As Published In
Oracle Magazine
November/December 2013

TECHNOLOGY: Business Analytics

  

Integrate and Analyze

By Mark Rittman Oracle ACE Director

 

Combine structured and unstructured data for analysis and new insights.

Oracle Endeca Information Discovery applications enable organizations to create rich, interactive data discovery applications that consume data from all types of datasources, from the more traditional “structured” data sets found in Oracle Database and Oracle E-Business Suite to the unstructured data of documents and social media feeds.

Oracle Endeca Information Discovery Release 3.0 extends this capability by integrating with Oracle Business Intelligence Enterprise Edition 11g, providing the ability to build data discovery applications around the facts, dimensions, hierarchies, and integrated data sets of the enterprise semantic model.
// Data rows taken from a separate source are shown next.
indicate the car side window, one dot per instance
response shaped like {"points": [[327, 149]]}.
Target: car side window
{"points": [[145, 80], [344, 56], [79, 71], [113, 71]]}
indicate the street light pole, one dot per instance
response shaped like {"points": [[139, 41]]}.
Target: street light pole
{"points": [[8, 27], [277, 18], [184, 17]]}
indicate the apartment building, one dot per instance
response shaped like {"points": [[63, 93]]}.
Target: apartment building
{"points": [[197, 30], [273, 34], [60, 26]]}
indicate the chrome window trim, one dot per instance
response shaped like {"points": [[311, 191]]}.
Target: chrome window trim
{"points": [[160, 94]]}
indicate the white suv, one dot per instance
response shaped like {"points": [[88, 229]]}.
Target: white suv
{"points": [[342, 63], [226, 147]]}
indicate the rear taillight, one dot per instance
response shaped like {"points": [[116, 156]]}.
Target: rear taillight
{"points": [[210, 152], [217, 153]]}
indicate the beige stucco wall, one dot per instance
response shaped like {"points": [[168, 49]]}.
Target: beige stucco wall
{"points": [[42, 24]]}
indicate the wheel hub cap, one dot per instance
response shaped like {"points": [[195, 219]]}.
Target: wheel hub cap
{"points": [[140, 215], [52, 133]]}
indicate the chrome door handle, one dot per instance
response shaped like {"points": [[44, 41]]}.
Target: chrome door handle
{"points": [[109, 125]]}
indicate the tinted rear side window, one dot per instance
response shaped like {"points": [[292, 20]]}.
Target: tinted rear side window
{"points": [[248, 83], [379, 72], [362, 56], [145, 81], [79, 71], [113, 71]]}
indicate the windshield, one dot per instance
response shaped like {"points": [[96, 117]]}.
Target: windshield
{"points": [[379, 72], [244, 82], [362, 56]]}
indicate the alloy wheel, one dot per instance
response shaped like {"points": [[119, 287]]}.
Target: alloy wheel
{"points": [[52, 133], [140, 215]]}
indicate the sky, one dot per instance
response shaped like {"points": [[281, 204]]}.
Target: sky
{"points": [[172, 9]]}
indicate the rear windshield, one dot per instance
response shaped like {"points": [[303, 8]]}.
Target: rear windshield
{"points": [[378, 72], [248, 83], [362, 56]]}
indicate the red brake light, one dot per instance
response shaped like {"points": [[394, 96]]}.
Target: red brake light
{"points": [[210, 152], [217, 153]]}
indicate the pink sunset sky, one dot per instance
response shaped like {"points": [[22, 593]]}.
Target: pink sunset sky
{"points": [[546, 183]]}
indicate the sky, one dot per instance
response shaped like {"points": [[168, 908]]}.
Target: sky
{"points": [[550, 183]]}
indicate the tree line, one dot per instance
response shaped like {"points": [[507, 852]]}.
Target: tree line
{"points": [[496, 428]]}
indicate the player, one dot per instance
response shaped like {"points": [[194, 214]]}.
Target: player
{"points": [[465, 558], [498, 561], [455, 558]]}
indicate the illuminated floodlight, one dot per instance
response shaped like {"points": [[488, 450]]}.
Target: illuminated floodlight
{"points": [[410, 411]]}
In this article, I take a look at this new integration by creating an Oracle Endeca Information Discovery Studio application that uses the sample application (SampleApp) for Oracle Business Intelligence Enterprise Edition as its datasource; uses Oracle Endeca Information Discovery Integrator to load data from the Flight Delays subject area provided by the SampleApp; and uses the SampleApp subject area table metadata to create an Oracle Endeca Server data domain. I then use Oracle Endeca Information Discovery Studio to create an initial data discovery web application, which you can then extend later with additional, unstructured datasources and data visualization components.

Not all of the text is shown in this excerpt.